Sintió una oleada de vergüenza. ¿Se habría dado cuenta él? ¿Habría visto el anhelo en sus ojos? Se llevó las manos a las mejillas, que le ardían. El conde no deseaba otra cosa que ponerse a la sombra, y toda su lógica había quedado hecha añicos, igual que un puñado de cenizas en una tormenta. Dios santo, ¿qué le había ocurrido?
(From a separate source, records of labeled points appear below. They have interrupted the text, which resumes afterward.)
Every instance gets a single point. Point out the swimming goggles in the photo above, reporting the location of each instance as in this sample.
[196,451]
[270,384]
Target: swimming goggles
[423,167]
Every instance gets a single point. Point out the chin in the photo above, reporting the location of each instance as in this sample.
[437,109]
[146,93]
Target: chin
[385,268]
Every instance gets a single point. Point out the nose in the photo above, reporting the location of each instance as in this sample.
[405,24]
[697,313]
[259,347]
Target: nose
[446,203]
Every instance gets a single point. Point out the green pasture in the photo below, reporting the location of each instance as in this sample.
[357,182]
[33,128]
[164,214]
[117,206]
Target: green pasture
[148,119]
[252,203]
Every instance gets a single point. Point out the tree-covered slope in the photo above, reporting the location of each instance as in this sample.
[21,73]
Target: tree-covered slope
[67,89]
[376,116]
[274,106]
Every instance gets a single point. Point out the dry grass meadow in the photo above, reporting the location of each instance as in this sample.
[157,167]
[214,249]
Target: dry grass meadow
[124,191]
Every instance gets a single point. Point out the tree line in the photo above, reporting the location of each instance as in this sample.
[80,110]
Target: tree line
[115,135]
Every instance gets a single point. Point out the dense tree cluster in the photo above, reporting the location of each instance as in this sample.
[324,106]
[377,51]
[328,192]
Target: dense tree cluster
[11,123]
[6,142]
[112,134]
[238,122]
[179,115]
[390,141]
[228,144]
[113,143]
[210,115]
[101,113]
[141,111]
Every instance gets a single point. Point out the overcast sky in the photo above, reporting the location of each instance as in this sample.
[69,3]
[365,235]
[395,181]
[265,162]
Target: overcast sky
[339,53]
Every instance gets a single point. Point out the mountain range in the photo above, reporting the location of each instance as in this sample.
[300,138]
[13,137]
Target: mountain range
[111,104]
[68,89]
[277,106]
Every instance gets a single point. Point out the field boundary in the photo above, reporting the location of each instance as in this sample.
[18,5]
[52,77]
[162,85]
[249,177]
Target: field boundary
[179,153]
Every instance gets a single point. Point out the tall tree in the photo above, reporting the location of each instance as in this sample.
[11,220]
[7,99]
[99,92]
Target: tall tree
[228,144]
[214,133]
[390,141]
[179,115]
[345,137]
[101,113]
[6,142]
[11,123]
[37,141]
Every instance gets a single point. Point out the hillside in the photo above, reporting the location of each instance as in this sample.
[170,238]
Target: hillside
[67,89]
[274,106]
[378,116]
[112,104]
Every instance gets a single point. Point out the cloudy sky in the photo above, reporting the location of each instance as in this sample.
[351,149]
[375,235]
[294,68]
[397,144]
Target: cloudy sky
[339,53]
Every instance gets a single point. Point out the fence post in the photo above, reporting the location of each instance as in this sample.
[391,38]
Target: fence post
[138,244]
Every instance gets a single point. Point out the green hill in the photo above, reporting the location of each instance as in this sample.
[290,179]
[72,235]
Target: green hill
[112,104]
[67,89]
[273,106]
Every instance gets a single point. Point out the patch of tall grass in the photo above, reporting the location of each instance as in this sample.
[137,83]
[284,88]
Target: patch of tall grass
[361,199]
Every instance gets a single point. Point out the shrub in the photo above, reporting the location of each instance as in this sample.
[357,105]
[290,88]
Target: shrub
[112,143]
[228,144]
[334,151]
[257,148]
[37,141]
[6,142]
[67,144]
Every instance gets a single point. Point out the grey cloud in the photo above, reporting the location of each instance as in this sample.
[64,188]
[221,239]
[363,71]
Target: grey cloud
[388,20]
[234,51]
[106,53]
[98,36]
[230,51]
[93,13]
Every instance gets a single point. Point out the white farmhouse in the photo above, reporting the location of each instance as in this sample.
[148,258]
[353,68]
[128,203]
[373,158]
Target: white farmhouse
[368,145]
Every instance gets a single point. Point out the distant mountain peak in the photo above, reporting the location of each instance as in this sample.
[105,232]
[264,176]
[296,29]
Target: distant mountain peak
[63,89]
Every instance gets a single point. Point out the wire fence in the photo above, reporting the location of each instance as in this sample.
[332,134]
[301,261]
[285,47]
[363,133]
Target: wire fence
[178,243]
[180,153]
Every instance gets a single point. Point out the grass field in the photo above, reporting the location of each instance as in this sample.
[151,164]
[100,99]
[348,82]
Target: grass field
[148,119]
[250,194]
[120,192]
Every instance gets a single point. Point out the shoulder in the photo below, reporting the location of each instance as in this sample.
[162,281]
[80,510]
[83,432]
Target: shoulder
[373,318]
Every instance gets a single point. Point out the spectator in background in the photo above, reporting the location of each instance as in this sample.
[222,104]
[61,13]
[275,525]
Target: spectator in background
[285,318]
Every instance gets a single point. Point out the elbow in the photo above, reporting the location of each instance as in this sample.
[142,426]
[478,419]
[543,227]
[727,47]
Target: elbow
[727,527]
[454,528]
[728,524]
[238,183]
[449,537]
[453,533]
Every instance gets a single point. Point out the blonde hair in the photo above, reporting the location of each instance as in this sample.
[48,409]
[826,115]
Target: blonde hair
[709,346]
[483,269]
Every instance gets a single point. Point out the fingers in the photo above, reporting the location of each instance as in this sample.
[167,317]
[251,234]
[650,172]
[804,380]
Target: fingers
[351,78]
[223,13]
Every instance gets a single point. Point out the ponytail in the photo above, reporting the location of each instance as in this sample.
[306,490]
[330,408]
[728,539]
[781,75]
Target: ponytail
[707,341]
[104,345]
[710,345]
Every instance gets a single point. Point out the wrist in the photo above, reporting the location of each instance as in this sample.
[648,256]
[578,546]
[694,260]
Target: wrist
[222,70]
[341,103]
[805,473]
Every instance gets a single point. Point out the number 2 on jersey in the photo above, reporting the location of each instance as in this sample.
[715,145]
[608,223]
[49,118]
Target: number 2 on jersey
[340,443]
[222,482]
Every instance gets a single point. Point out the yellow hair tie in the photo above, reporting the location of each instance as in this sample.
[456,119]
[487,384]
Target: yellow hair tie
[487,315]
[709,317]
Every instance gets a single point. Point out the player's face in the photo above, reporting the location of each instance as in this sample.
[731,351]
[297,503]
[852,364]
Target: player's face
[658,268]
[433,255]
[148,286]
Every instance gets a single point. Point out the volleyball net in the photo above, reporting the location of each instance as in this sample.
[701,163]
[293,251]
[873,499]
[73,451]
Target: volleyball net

No lo sabía, pero no podía negar que aquel hombre le afectaba de un modo de lo más perturbador.

Tal vez no debería ir a su casa… pero tenía que ver ese telescopio Herschel. No podía negarse a sí misma ni a Hubert esa oportunidad. Además, Hubert iba a acompañarla a modo de carabina. No habría motivo para que lord Wesley se le acercase demasiado y por tanto tampoco para que se le acelerase el corazón o se quedase sin respiración. Lord Wesley y ella compartían tan sólo su interés por la astronomía. Era natural que sintiera… afinidad con él; al fin y al cabo, no era muy diferente de hablar de las estrellas con su hermano.